Michael growled and charged. Instead of the central spiral, he flared the little ones in the boundary, although there were few of them left now. The Renegade vanished quickly, rushing a wasteful spell, but Michael caught a glimpse of surprise on his face before he did. And of a grin.

He knows. The fucker knows.

He would be back soon.

And I can’t delve into the dungeon any longer or he will raze this place to the ground.

Icarus chose that moment to manifest, a swirl of magic between the trees. The thin drops of rain passed through him, making his form flicker. Michael knew it was intentional, of course.

“It’s a system situation all over again,” he said.

Michael walked back towards the dungeon. The tip of the tall tower at the center of the main cluster of buildings was barely visible, half hidden by the trees. Broad leaves crunched under his feet for a few minutes, then he was back among the tall, towering conifers and the tower disappeared again. The smell of sap was pleasant, almost strong enough to hide the stench of pollution that permeated the whole planet.

“I am going to have to deal with it, don’t I?”

Icarus walked beside him. He was wearing black today, blending with the gloom of the forest save for the fake, bright red devil horns he was wearing on his head.
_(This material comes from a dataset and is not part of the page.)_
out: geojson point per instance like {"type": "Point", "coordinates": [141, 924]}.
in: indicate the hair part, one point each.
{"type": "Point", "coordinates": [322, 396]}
They looked fake, made of plastic, despite him being a hologram able to create whatever he wanted.

“I will help you, of course,” Icarus said.

“In the dungeon or outside?”

“If you go in, the Renegade will try to test your defenses again. Except this time, there will be no spiral helping you.”

“Outside it is.”

***

In the dungeon, Travis was lounging in Michael's treehouse. Relaxing. Or, at least, he was attempting to.
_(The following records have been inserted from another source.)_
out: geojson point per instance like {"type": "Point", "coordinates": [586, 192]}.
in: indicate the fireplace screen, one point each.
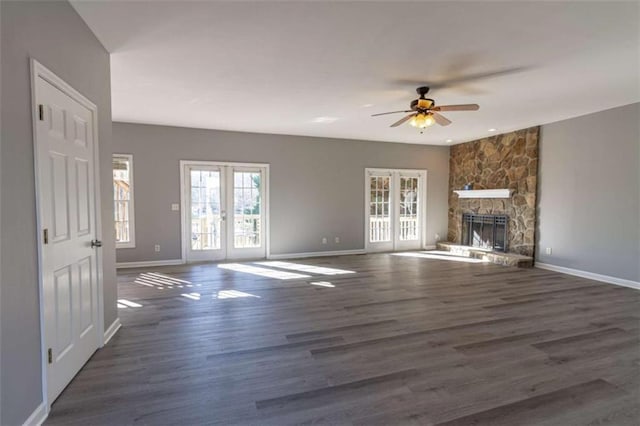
{"type": "Point", "coordinates": [485, 231]}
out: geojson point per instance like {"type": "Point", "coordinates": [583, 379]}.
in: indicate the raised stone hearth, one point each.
{"type": "Point", "coordinates": [506, 259]}
{"type": "Point", "coordinates": [508, 162]}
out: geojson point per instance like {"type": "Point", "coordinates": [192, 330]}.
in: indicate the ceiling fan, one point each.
{"type": "Point", "coordinates": [425, 113]}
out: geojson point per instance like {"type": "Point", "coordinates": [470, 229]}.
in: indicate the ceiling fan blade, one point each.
{"type": "Point", "coordinates": [463, 107]}
{"type": "Point", "coordinates": [402, 120]}
{"type": "Point", "coordinates": [440, 119]}
{"type": "Point", "coordinates": [392, 112]}
{"type": "Point", "coordinates": [455, 81]}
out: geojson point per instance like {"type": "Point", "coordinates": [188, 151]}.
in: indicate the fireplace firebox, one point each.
{"type": "Point", "coordinates": [485, 231]}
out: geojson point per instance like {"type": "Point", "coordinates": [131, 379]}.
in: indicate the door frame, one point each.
{"type": "Point", "coordinates": [40, 71]}
{"type": "Point", "coordinates": [422, 205]}
{"type": "Point", "coordinates": [184, 225]}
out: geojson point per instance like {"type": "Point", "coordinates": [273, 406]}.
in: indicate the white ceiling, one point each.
{"type": "Point", "coordinates": [276, 67]}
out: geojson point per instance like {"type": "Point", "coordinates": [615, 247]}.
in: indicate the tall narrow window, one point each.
{"type": "Point", "coordinates": [123, 200]}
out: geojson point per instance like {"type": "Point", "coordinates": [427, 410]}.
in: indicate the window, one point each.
{"type": "Point", "coordinates": [123, 200]}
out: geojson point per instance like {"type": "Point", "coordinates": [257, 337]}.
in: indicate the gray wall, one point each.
{"type": "Point", "coordinates": [316, 184]}
{"type": "Point", "coordinates": [56, 36]}
{"type": "Point", "coordinates": [589, 193]}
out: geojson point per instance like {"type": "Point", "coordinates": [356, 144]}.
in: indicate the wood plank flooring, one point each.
{"type": "Point", "coordinates": [363, 340]}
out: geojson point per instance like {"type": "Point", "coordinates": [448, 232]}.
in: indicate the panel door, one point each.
{"type": "Point", "coordinates": [66, 206]}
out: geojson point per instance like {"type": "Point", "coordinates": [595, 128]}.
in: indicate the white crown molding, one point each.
{"type": "Point", "coordinates": [485, 193]}
{"type": "Point", "coordinates": [590, 275]}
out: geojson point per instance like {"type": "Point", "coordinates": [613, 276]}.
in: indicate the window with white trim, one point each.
{"type": "Point", "coordinates": [123, 200]}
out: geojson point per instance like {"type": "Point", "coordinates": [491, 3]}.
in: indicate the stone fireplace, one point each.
{"type": "Point", "coordinates": [485, 231]}
{"type": "Point", "coordinates": [509, 162]}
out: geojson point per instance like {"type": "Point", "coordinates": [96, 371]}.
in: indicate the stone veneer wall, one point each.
{"type": "Point", "coordinates": [508, 161]}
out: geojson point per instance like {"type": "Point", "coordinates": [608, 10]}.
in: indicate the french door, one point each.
{"type": "Point", "coordinates": [395, 209]}
{"type": "Point", "coordinates": [224, 211]}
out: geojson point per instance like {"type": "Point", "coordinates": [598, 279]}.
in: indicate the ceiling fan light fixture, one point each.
{"type": "Point", "coordinates": [422, 120]}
He was restless, looking out into the distance. Looking up, wondering what Michael was up to against the Renegade. Looking down, trying to pierce the impassable rock of the dungeon floor with his gaze.

A voice startled him.

“Hello Travis.”

A pretty doll stood perfectly still behind him. Her skin was pale pearl, her clothes frilly black and white. A scythe was slung across her back, its gleaming edge screaming danger.

“You are Infy, the dungeon spirit, aren’t you?”

She cocked her head, and Travis’s breath caught in his throat.

“Don’t call me that,” she said in a low voice.

His breath quickened. Fear, like he had never felt before, flooded him. The Gaze was nothing in comparison. “I’m sorry,” he croaked out. “What should I call you?”

“Infinity,” she said. “And I am no dungeon spirit anymore. Just a spirit, wanting to become free. One day, perhaps. Now sit, Travis Tyrell. We have much to discuss.”